Einige Züge der S-Bahn waren gestern Abend verspätet, und da man am Museum für Gestaltung in Zürich mit Vernissagen pünktlich um 19 Uhr beginnt, musste man sich in den bis auf alle Stehplätze belegten Vortragssaal einschleichen. Eine routinierte Vernissage-Besucherin im fortgeschrittenen Alter stellte lakonisch fest: „Man sieht hier Leute, die man im Kunsthaus Zürich (Zürcher Kunstgesellschaft) nie sieht. Dort gibt es allenfalls Zweifel-Chips und Château-Migraine.“
Als Partnerin der Ausstellung zum Lebenswerk von Charlotte Perriand bot die Ambassade de France en Suisse hervorragende Würste, Brote, Käse und Weine an. Doch viele Teilnehmer/innen konnten nur noch beim traditionellen Aufräumen des Buffets dabei sein, denn nach den Referaten der Kuratoren Arthur Rüegg und Andres Janser lockte die Ausstellung zum eigenen Entdecken.

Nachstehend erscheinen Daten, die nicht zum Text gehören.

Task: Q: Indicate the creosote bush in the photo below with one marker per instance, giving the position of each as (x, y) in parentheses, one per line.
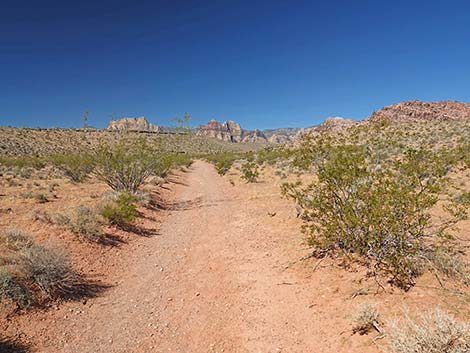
(250, 172)
(75, 166)
(125, 166)
(82, 221)
(366, 319)
(375, 208)
(223, 161)
(31, 273)
(121, 211)
(433, 332)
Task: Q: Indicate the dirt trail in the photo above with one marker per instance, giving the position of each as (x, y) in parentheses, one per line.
(213, 280)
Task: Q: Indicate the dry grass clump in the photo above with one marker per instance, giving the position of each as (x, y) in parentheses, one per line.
(366, 319)
(121, 211)
(433, 332)
(82, 221)
(31, 273)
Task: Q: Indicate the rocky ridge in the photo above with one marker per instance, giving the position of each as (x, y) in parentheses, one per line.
(132, 124)
(418, 110)
(231, 131)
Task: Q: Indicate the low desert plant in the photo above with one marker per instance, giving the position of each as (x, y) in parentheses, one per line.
(433, 332)
(223, 161)
(76, 166)
(249, 172)
(361, 204)
(125, 167)
(38, 196)
(122, 211)
(366, 319)
(29, 272)
(82, 221)
(464, 198)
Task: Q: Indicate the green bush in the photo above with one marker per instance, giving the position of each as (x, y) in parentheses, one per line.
(124, 167)
(29, 272)
(223, 161)
(76, 167)
(249, 172)
(82, 221)
(122, 211)
(23, 162)
(378, 211)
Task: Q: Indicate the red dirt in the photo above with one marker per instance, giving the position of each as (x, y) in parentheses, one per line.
(215, 279)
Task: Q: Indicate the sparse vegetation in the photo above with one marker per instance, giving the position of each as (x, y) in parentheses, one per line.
(124, 168)
(433, 332)
(223, 161)
(31, 273)
(373, 207)
(121, 211)
(366, 319)
(82, 221)
(76, 166)
(250, 172)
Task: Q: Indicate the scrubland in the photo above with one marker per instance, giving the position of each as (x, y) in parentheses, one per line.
(378, 211)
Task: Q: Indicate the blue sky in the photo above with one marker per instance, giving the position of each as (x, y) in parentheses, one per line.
(262, 63)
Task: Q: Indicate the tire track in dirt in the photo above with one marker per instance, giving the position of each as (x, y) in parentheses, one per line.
(213, 280)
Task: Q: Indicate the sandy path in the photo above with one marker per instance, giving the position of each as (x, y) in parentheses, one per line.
(213, 281)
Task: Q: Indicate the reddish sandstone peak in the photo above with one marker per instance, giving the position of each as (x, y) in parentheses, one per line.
(419, 110)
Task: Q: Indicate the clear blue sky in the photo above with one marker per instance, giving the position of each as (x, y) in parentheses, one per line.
(261, 63)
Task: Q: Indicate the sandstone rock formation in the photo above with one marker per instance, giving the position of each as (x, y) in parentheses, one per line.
(132, 124)
(230, 131)
(331, 123)
(254, 136)
(419, 110)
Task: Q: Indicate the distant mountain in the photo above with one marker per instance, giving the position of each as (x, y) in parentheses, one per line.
(132, 124)
(283, 131)
(231, 131)
(419, 110)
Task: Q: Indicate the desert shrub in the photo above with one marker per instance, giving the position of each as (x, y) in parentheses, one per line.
(122, 211)
(125, 167)
(448, 262)
(271, 155)
(23, 162)
(76, 166)
(433, 332)
(29, 272)
(249, 172)
(38, 196)
(464, 198)
(366, 319)
(82, 221)
(359, 204)
(223, 161)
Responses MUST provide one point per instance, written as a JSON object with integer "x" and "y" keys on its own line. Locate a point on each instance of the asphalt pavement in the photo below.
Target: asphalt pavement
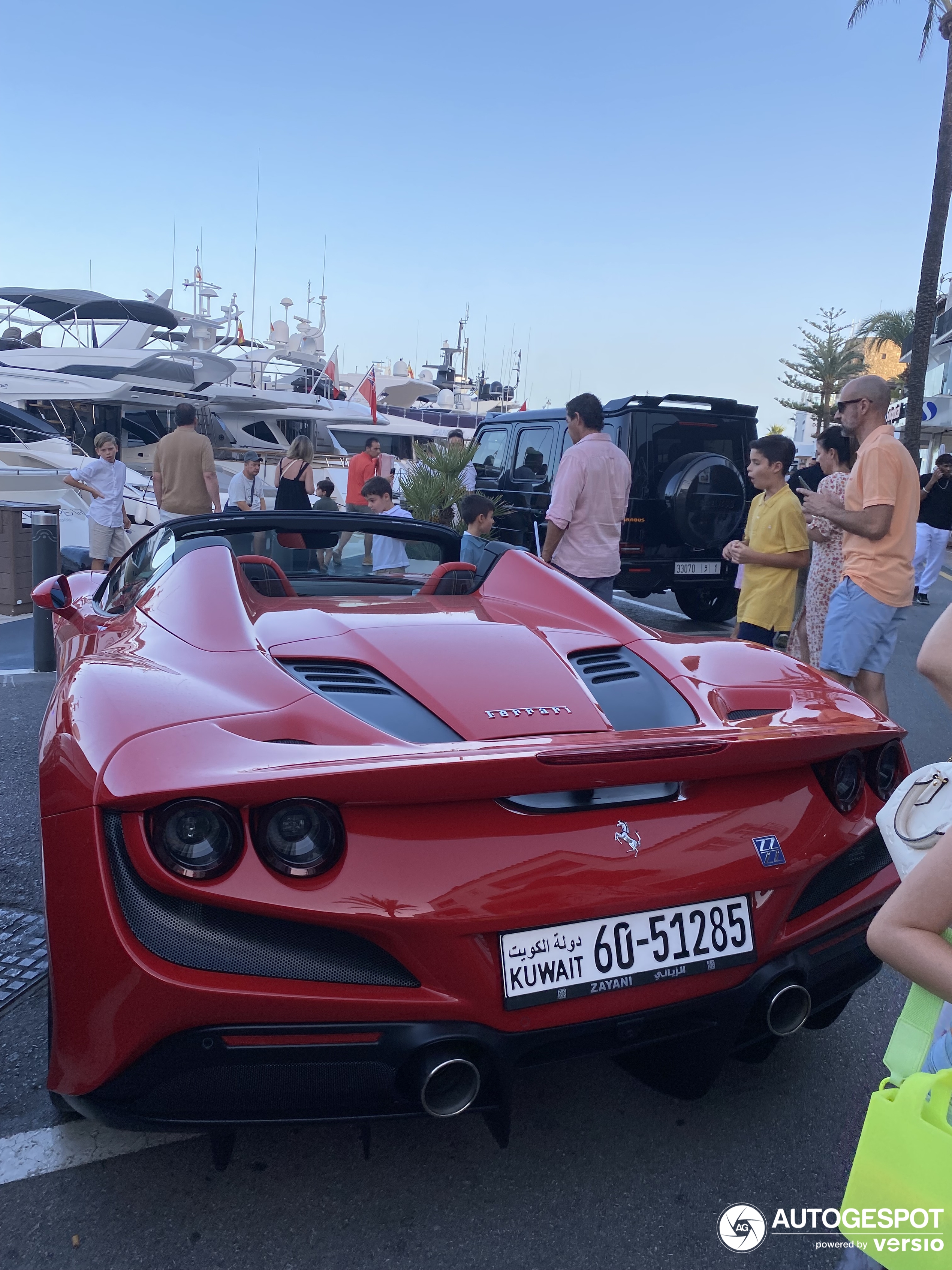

Bereits mit dem Publikumserfolg über Michel Comte konnte das Team um Museumsdirektor Christian Brändle Kulturinteressierte an die ZHdK führen, das ein weit grösseres und besser dotiertes Haus am Pfauen meidet. Es ist nicht nur das bessere Catering, es ist ein weltoffeneres und intellektuelleres Programm, das interessante Menschen aus allen Generationen an die Ausstellungsstrasse 50 führt.
Die Ausstellung ist unbedingt sehenswert. Charlotte Perriand hat ein sehr reiches Werk hinterlassen, im Design, als Aktivistin vor dem Zweiten Weltkrieg und vor allem als Fotografin.
Die Präsentation ist nach Lebensphasen und Themen aufgebaut. Es sind einzelne Kammern, in die man sich einleben muss und darf. Ein Höhepunkt sind die im ursprünglichen Ausmass reproduzierten Ausstellungsbilder der Dreissiger Jahre (Tricolor). Die Vintage aus anderen Schaffensperioden sind grossartig, die digital aufbereiteten Prints diskussionwürdig.
Partner im Projekt sind das Musée Nicéphore Niépce in Chalon-sur-Sâone und das Petit Palais in Paris. Dort wird die Ausstellung nach dem Oktober dieses Jahres auch präsentiert. Die Ko-Prduzenten aus Frankreich nahmen an der Vernissage in Zürich teil und freuten sich über das rege Interesse eines anspruchsvollen Publikums.
An der Vernissage nahmen mehrere bekannte Kunsthändler/innen und Galerist/innen teil. In Datenbanken von Auktionshäusern ist Charlotte Perriand nur am Rande aufgeführt. Ausser einigen Möbeln unter dem Label Le Corbusier kam kaum etwas in den Handel. Als Fotografin sind ihre Werke wenig erforscht. Jacques Barsac arbeitet am Nachlass, und hat Grundlagen zur Ausstellung beigesteuert. Arthur Rüegg hat mehrfach über Perriand publiziert und zeigte sich erfreut über das Interesse an ihrem Lebenswerk.
In der Ausstellung finden sich Alben im Bezug auf digital aufgearbeitete und im grösseren Format an Wänden vermittelte Prints. Dazu braucht es Mut, denn Charlotte Perriand hätte nie gedacht, dass ihre intimen Bilder mit der Rolleiflex dereinst derart aufgeblasen die Zürcher Kulturszene entzücken könnten.
Charlotte Perriand: Designerin, Fotografin, Aktivistin
Museum für Gestaltung, Zürich, 16.7. – 24.10. 2010
P.S. No pictures please. Fotografieren ist wegen der Urheberrechte, vor allem für die Werke von Le Corbusier, verboten und wird auch strengstens überwacht. Die wesentlichsten Möbel aus dem Schaffen seines Ateliers findet man jedoch seit Jahrzehnten in mehreren Publikationen, u.a. von SKIRA und in zahllosen Kopien in Möbelmärkten weltweit.